Are you one of those people who don’t like the word ‘retreat’?

Perhaps you don’t like that the concept suggests we must retreat from life in order to reconnect and replenish, to re-establish ourselves or recommit to how we want to live. Your ideal is that life is lived at a contented and sustainable pace, and you aim to live the ideal. Bravo!

It’s true. We can reconnect while we’re right in the middle of everyday life. Ultimately, this is what we must do in order to live our chosen life – conscious daily choices about how to fill the minutes and the hours. And not beating ourselves when we have a day of crazy, but starting again from that moment of realisation, to live your day of peace. (Or whatever feeling you’re aiming for.)

But it’s harder to crack the habits from inside those habits, which is why many people go on retreat.
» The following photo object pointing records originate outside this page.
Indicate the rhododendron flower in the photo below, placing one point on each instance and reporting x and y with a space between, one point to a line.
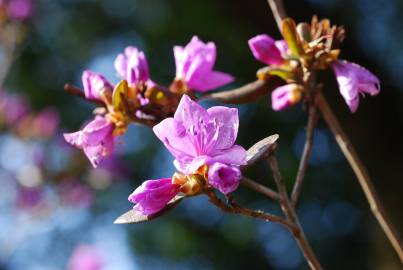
96 139
85 257
132 66
196 136
285 96
267 50
223 177
94 83
354 80
194 66
153 195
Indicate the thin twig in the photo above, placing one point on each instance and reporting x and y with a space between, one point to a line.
361 174
312 120
247 212
260 188
278 11
289 211
74 90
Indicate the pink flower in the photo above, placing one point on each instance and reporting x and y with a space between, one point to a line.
19 9
85 257
153 195
132 66
285 96
194 65
354 80
223 177
96 139
267 50
196 136
94 83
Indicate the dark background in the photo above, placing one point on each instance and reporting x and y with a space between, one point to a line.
66 37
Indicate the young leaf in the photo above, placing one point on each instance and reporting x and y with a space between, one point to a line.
121 91
260 150
292 38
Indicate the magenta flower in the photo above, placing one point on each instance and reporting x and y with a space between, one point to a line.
223 177
132 66
285 96
354 80
85 257
196 136
153 195
96 139
94 84
194 66
267 50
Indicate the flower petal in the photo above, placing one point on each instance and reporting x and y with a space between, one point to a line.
209 81
153 195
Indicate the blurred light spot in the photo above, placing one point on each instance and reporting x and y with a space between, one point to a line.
29 176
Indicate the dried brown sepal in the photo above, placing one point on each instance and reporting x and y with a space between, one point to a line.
133 217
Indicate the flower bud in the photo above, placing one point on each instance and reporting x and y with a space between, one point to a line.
285 96
223 177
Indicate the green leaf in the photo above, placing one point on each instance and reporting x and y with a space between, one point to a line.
260 150
134 217
291 36
119 93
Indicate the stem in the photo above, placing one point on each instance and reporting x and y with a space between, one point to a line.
312 120
278 11
289 211
361 174
236 209
260 188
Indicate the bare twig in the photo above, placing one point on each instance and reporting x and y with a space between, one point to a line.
289 211
361 173
260 188
312 120
76 91
236 209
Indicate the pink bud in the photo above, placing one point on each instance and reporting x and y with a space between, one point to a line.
153 195
223 177
267 50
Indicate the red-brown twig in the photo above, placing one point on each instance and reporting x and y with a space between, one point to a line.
361 173
236 209
312 120
289 211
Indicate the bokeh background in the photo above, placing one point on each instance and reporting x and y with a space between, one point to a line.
53 206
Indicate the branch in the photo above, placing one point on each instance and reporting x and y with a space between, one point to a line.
236 209
289 211
245 94
74 90
312 120
361 174
277 8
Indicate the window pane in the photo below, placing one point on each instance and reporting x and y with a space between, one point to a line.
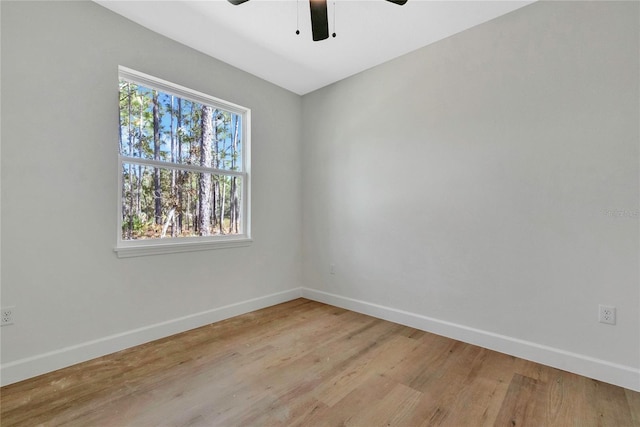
160 126
159 203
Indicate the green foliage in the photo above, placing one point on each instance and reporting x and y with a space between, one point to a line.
180 129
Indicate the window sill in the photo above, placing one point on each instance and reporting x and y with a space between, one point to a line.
142 248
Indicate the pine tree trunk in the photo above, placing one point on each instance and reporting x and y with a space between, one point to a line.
204 188
157 191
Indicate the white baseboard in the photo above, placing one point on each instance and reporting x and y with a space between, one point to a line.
40 364
620 375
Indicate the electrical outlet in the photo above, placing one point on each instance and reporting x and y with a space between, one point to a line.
607 314
7 315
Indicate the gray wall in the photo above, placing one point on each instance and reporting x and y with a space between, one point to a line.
488 181
60 188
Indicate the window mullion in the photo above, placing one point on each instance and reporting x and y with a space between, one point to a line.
179 166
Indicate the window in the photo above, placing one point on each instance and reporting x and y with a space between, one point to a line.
183 169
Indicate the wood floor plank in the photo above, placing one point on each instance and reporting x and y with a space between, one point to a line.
304 363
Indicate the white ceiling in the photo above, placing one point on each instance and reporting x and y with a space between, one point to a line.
259 36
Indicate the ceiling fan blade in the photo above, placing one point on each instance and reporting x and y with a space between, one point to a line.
319 20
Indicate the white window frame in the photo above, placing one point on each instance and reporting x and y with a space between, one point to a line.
142 247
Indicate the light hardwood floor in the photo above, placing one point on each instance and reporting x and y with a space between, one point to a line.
303 363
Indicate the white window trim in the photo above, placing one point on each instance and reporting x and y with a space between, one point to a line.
135 248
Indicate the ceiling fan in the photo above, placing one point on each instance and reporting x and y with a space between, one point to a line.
319 18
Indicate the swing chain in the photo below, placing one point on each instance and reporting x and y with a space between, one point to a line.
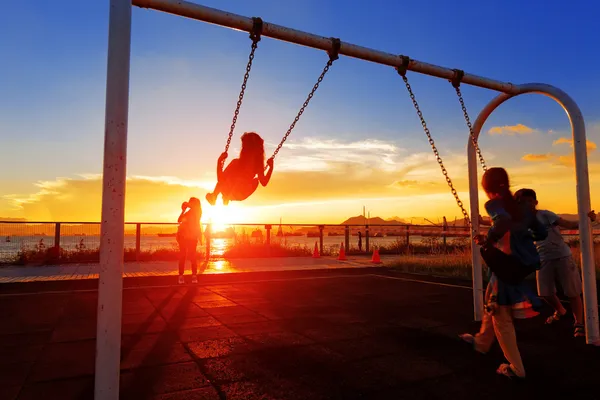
402 71
333 55
255 33
459 74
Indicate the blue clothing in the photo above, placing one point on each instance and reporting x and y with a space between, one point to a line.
523 234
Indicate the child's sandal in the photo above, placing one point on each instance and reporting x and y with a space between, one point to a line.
553 318
506 370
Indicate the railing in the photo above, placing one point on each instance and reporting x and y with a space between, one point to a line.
80 241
Yet it takes some effort to transfer your learning from within a retreat to the outside world. After the post-retreat bliss, what next? A dreary mood can follow, when you don’t keep up with the writing, yoga, eating, meditation, reading, skipping, singing, dancing, nature, lack of children… or whatever combination made you feel at peace and alive during retreat.

That’s why a good retreat always allocates time and energy to establishing ways to transfer the learnt skills, knowledge and feelings into life. The only thing worse than a ‘bad’ retreat is a good retreat that doesn’t end well.

It’s a bit like a good book. The start is vital; otherwise you won’t keep reading. But don’t let the reader down at the end!

According to many dictionaries, the first listing for the word retreat has a military connotation – to retreat away from one’s enemy in order to survive. Perhaps this can serve as a dramatic metaphor for the fast lives many people live?

I like the idea that retreat can be broken down into two parts: ‘re’ and ‘treat’. It suggests to me that treats need to be repeated, again and again. And that if we get waylaid, we can always begin again. That we can always begin again is something I’ve learnt from my own writing coach Jennifer Louden, who I retreated with last month.